The Obama administration is opening up the Eastern Seaboard, from Delaware to Florida, for oil exploration. The move comes two days after ValueWalk reported on Wall Street research that indicated oil supply would likely increase in the US as a result of looser government standards.
OEA grants extreme measures for oil exploration
The U.S. Bureau of Ocean Energy Management disclosed its final approval for use of sonic cannons, shooting sound waves 100 times louder than a jet engine through waters shared by endangered whales and turtles, with the goal to reveal energy deposits deep beneath the ocean floor.
Energy concerns are preparing to procure drilling leases in 2018 when a moratorium expires. The OEA claims it discovered a method use the sonic blasts while minimizing deaths and injuries of marine life, although it acknowledges thousands of sea creatures will be harmed. The OEA’s environmental impact study predicted over 138,000 sea creatures could be harmed, including nine of the 500 north Atlantic right whales remaining in the world.
This didn’t sit well with environmental activists.
Oil exploration pose a significant threat to endangered species
The OEA received 120,000 comments and held hearings and spent years developing the rules. The most significant concern, according to an AP report, is endangered species like whales, which give birth off the shores of northern Florida and southern Georgia before migrating north each year. Since whales are so scarce, any impact from this intense noise pollution on feeding or communications could have long-term effects,
“No one has been allowed to test anything like this on right whales,” Scott Kraus, a whale expert at the John H. Prescott Marine Laboratory in Boston, was quoted as saying. “(The Obama administration) has authorized a giant experiment on right whales that this country would never allow researchers to do.”

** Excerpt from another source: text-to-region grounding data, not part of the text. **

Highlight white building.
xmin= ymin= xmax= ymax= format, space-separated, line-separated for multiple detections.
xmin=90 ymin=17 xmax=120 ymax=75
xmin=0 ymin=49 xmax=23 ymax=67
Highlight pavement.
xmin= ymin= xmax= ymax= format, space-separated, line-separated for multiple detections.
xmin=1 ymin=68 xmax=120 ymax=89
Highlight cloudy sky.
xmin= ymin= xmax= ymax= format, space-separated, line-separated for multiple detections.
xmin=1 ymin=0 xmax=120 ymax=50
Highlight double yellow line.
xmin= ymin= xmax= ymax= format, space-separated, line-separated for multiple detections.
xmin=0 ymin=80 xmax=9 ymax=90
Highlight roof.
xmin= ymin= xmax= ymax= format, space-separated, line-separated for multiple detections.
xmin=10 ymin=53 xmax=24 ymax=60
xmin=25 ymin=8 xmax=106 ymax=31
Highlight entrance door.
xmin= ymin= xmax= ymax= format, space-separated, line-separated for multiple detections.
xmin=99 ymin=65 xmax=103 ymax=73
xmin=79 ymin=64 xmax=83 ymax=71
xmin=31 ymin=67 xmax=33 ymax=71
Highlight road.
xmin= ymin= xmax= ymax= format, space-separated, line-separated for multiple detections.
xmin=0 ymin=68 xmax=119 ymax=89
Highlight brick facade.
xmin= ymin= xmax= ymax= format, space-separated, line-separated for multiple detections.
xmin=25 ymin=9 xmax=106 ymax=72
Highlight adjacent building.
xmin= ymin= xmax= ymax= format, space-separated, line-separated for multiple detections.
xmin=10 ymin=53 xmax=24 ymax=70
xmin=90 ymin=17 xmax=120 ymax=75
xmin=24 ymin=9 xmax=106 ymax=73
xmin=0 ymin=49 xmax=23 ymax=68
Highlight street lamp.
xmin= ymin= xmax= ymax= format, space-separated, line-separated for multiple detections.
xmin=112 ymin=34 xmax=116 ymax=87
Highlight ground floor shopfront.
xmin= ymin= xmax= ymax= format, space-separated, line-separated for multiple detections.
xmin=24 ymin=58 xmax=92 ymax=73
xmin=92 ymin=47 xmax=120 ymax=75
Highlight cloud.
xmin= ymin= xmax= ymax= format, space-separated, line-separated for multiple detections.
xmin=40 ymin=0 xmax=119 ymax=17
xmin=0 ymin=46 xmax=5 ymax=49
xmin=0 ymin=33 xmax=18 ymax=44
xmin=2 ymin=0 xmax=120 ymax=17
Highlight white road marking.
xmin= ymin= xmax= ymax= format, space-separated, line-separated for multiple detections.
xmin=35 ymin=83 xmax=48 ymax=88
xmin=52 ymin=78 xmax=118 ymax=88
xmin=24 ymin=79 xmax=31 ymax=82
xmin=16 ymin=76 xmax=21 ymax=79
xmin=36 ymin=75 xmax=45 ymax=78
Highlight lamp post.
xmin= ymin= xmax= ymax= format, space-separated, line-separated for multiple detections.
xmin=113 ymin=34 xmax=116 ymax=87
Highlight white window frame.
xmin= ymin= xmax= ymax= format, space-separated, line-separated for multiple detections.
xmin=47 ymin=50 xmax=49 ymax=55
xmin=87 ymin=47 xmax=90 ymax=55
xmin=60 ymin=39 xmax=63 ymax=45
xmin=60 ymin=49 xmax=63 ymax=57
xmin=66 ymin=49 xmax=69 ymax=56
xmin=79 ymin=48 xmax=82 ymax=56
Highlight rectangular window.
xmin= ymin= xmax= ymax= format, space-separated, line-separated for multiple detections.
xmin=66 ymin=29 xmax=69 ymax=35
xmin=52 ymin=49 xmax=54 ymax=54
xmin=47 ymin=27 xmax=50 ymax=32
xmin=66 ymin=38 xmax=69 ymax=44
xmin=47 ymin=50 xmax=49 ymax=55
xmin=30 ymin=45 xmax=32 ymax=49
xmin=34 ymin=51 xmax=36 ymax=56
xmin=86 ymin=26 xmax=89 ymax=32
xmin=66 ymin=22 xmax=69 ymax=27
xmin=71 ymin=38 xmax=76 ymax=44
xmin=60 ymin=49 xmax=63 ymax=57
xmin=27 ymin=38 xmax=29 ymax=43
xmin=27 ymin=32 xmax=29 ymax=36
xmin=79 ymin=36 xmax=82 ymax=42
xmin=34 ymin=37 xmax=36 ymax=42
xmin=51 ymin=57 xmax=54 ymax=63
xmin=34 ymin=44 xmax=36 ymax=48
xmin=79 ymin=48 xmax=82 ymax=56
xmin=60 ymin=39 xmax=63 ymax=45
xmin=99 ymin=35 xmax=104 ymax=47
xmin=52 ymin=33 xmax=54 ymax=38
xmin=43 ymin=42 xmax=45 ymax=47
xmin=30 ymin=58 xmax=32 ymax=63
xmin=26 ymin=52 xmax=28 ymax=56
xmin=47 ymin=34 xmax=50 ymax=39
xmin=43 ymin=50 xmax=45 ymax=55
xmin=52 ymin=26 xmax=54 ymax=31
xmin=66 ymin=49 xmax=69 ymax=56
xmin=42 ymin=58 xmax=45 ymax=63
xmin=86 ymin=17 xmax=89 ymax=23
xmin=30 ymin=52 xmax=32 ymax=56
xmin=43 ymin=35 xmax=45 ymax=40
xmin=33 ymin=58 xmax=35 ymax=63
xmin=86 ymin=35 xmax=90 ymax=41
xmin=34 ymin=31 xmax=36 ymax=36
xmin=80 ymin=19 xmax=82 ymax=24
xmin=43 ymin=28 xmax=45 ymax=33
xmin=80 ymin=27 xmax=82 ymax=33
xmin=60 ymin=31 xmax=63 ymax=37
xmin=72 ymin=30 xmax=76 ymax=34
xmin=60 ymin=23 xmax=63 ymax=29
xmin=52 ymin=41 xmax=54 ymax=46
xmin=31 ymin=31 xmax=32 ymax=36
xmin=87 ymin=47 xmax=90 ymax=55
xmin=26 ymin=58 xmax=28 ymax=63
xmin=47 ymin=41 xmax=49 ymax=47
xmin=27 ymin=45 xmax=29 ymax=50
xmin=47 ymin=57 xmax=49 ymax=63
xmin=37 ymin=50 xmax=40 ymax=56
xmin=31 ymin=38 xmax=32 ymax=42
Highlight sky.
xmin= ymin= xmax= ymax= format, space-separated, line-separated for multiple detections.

Opposition to oil development has been abundant along the coast, but it might not matter, even if local laws are passed. Although some states have passed drilling bans, the area being studied is far enough offshore to land federal waters, well beyond the reach of state jurisdiction. Nonetheless, over 16 communities from Florida to New Jersey have passed resolutions opposing or raising concerns.
“Florida has already felt the devastating effects of an uncontrolled oil release with the Deepwater Horizon event of which cleanup efforts are still on-going,” John Morris, a county commissioner whose constituency includes St. Augustine Beach, was quoted as saying. “Any oil spill, large or small, off the coast of St. Johns County, would greatly affect the county’s economy.”